Only the German one, mind you. Here the story persists that French nuclear power plants and their delayed maintenance are the problem in the power grid. The only truth is that many nuclear power plants are still not connected to the grid. Nevertheless, Germany’s gas-fired power plants mainly work for domestic consumption. At no time in December was more than 5 gigawatts of electricity delivered to France. However, the gas-fired power plants had to produce up to 21 gigawatts of electricity. In addition, up to 14 gigawatts came from hard coal and up to 17 gigawatts from lignite. In Germany, everything that can only fire is firing.
Germany wants too much at once
Large blackouts are not imminent in the near future as far as we can judge. But between Flensburg and Garmisch, no one is being considerate anymore. Not on the climate, because compared to all these coal-fired power plants, the climate impact of a speed limit is just a rounding error. And the gas storage facilities are of no real interest to anyone in terms of electricity policy.
German energy policy only takes two things into account: the sensitivities of the anti-nuclear lobby. And on those of the electricity companies. The two are stupidly more united than one would think.
At the same time, Germany wants to make its energy CO2-neutral, make itself independent of Russia and also phase out nuclear power. That’s too many goals at once.
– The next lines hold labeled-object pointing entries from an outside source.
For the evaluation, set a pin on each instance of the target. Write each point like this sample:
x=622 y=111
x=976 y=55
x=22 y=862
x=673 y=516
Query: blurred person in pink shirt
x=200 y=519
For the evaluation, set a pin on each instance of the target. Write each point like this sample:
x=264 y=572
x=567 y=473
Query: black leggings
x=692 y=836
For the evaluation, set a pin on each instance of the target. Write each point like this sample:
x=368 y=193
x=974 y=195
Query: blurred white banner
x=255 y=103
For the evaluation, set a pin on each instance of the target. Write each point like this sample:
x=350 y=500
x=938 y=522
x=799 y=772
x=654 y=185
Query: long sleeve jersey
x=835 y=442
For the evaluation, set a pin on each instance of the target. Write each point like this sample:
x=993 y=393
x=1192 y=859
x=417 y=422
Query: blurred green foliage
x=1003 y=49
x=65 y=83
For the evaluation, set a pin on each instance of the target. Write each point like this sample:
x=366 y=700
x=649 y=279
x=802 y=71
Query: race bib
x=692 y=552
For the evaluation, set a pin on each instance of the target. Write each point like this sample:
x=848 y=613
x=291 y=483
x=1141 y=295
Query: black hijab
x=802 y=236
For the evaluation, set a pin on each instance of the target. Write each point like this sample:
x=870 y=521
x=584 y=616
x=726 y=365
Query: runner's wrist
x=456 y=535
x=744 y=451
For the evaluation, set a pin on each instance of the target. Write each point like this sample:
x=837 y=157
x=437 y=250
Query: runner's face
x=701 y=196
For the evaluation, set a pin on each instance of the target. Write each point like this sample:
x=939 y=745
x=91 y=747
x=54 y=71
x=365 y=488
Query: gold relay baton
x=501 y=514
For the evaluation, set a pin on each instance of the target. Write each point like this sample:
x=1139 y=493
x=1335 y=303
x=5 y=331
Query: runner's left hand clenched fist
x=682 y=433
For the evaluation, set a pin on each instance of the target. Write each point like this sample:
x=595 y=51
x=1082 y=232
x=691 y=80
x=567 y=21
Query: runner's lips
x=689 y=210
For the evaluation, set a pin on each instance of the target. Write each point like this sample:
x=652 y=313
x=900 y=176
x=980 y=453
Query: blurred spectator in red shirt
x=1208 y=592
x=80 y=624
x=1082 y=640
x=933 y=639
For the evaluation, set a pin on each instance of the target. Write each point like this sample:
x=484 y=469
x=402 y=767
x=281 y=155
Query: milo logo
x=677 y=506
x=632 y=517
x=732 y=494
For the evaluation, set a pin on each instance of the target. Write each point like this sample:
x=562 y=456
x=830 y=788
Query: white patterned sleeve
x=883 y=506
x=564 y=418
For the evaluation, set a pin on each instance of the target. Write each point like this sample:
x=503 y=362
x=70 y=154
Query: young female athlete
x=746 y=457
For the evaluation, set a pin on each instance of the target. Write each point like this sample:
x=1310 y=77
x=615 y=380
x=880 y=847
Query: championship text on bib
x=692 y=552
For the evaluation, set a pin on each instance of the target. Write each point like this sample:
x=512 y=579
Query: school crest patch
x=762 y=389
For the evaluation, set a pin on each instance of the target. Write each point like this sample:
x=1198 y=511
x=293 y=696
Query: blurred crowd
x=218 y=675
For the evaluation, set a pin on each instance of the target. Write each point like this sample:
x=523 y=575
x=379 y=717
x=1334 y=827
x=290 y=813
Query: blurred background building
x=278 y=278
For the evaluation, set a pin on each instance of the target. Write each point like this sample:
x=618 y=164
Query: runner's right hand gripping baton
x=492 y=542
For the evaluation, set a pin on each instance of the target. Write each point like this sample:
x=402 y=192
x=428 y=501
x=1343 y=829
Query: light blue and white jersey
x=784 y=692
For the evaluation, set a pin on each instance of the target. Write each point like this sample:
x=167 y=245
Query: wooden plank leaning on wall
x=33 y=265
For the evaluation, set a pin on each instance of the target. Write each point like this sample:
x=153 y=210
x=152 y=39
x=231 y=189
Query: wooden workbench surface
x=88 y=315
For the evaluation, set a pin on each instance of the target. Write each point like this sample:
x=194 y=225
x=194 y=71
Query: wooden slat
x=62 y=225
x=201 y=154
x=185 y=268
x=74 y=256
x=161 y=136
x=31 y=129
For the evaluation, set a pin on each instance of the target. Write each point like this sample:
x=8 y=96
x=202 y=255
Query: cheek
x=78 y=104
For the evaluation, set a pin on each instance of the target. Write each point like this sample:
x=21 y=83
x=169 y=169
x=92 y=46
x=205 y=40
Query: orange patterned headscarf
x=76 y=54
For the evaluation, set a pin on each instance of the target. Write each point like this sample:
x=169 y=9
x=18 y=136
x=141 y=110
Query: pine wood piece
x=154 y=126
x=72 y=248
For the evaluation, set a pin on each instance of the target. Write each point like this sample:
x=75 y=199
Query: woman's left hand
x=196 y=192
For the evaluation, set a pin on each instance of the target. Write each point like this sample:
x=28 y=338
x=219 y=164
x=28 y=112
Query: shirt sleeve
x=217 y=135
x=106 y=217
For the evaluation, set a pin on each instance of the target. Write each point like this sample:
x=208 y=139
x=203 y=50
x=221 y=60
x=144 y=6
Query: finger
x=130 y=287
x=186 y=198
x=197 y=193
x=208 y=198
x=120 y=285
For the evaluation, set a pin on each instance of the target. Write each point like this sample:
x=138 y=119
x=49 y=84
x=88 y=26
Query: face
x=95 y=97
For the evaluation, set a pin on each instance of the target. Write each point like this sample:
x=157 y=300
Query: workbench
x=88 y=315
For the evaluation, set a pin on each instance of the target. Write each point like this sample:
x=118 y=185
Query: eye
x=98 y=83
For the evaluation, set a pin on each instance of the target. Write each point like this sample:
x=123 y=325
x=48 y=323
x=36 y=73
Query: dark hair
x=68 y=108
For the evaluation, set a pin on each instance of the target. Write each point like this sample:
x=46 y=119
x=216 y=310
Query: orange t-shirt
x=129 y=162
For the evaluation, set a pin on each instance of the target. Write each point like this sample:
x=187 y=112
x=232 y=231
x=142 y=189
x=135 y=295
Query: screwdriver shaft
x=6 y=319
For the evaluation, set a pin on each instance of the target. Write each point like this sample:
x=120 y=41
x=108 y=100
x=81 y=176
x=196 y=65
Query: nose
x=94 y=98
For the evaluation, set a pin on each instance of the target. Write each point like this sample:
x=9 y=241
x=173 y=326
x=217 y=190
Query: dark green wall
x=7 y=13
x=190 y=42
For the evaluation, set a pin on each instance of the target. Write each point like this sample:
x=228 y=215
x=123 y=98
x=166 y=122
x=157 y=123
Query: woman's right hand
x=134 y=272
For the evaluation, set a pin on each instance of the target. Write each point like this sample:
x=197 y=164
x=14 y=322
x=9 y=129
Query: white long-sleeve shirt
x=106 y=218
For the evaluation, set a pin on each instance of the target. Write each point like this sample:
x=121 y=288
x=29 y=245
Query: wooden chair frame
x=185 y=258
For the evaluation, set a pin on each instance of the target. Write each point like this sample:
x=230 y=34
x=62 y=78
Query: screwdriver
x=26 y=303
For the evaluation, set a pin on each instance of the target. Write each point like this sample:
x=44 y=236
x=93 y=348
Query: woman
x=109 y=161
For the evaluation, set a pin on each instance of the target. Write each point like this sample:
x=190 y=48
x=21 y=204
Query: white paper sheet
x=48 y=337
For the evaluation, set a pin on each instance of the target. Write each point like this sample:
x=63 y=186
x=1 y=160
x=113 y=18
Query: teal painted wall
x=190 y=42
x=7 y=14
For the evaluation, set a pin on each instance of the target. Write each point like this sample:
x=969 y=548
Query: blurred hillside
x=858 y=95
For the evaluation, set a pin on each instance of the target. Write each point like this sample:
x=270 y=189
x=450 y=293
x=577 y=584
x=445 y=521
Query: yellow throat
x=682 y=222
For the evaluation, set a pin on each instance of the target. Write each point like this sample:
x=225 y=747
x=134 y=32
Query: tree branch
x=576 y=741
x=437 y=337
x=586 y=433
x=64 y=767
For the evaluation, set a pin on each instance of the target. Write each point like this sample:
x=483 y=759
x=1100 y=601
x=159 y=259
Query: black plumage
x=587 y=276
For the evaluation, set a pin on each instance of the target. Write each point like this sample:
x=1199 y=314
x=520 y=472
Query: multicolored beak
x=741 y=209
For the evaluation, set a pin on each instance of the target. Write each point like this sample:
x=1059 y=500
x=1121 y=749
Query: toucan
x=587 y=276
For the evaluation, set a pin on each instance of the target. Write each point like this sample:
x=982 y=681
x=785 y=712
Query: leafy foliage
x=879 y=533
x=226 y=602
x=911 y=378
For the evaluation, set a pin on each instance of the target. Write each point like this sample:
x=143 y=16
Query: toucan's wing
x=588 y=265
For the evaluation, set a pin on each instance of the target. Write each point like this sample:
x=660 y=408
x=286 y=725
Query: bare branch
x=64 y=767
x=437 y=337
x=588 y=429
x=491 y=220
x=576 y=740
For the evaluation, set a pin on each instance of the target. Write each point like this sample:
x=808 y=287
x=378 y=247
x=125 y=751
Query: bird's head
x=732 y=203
Renewable energies alone are not enough
The Germans want to move into the beautiful new house of renewable energy soon. But no responsible builder would demolish his old house before the shell of the new one is finished. But that is exactly what Germany did. And now it’s getting cold.
This winter shows: Renewable energy sources alone are not enough. The country also needs energy storage systems that can bridge the gap for several weeks in winter if necessary. For this, Germany needs a hydrogen infrastructure that imports energy as gas from energy-rich countries and can burn it if there is a shortage of electricity.
But before this new energy world is built, the country tears down the old one. Literally. Even now, the decision has been made that the nuclear power plants should be shut down next spring.
The blame does not lie solely with the federal government. There is also a generation of managers at work in the electricity companies who have long since given up on nuclear power. In order to continue operating the power plants, they would have to bring employees back from retirement or recruit colleagues from abroad. You’d have to get new fuel rods. After their use, they could go to the repository that Germany has to build anyway. None of this would be easy, it would be work, and a lot of it. Better to start right now.
Because the alternative is bleak. No one can say today whether Germany will be able to fill up its gas storage tanks as much as they did last summer. The current winter is therefore still comparatively comfortable. Nobody knows how difficult the winter of 2023/2024 will be. Only one thing is certain: without nuclear power plants, it will be harder than it needs to be.